Not only IgG antibodies but also specific antiplatelet autoantibodies (anti-GPIIb/IIIa and anti-GPIb/IX) were found in bone marrow aspirates of 56% of patients with ITP, either bound to cells or free, but not in patients without ITP or healthy controls. Interestingly, in 5 patients with ITP, autoantibodies were found only in the bone marrow and not in peripheral blood, suggesting that autoimmune reactions limited to the bone marrow may occur in certain patients with ITP [47].

Altogether, these studies suggest that in a subset of patients with ITP, antiplatelet antibodies bind to a fraction of bone marrow megakaryocytes, possibly to a greater extent to mature megakaryocytes.

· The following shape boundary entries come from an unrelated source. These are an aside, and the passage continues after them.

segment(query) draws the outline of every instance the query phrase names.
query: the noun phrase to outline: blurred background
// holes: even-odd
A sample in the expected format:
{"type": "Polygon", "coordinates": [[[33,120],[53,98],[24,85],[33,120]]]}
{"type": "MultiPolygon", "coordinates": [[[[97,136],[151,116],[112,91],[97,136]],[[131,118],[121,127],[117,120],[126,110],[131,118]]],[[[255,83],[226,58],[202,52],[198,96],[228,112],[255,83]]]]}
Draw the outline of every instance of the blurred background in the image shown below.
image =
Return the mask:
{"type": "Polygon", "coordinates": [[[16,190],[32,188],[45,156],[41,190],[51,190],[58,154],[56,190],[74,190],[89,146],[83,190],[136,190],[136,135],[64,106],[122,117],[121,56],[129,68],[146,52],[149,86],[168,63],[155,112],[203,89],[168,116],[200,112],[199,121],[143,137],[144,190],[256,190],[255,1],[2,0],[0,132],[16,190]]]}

3.4. The biological plausibility of an immune attack on bone marrow megakaryocytes

Several findings converge in supporting the biological plausibility of an immune attack on bone marrow megakaryocytes in ITP. Plasma cells, the B lineage cells that produce and secrete antibodies, were shown to reside also in the bone marrow where they secrete antibodies [48], and plasma cells producing anti-GPIIb/IIIa autoantibodies were found in the bone marrow of a patient with ITP refractory to rituximab [49]. Moreover, autoimmunity against other bone marrow precursor cells was shown in other hematologic disorders, such as autoimmune neutropenia, immune disease-associated anemia, and myelodysplastic syndromes [[50], [51], [52]].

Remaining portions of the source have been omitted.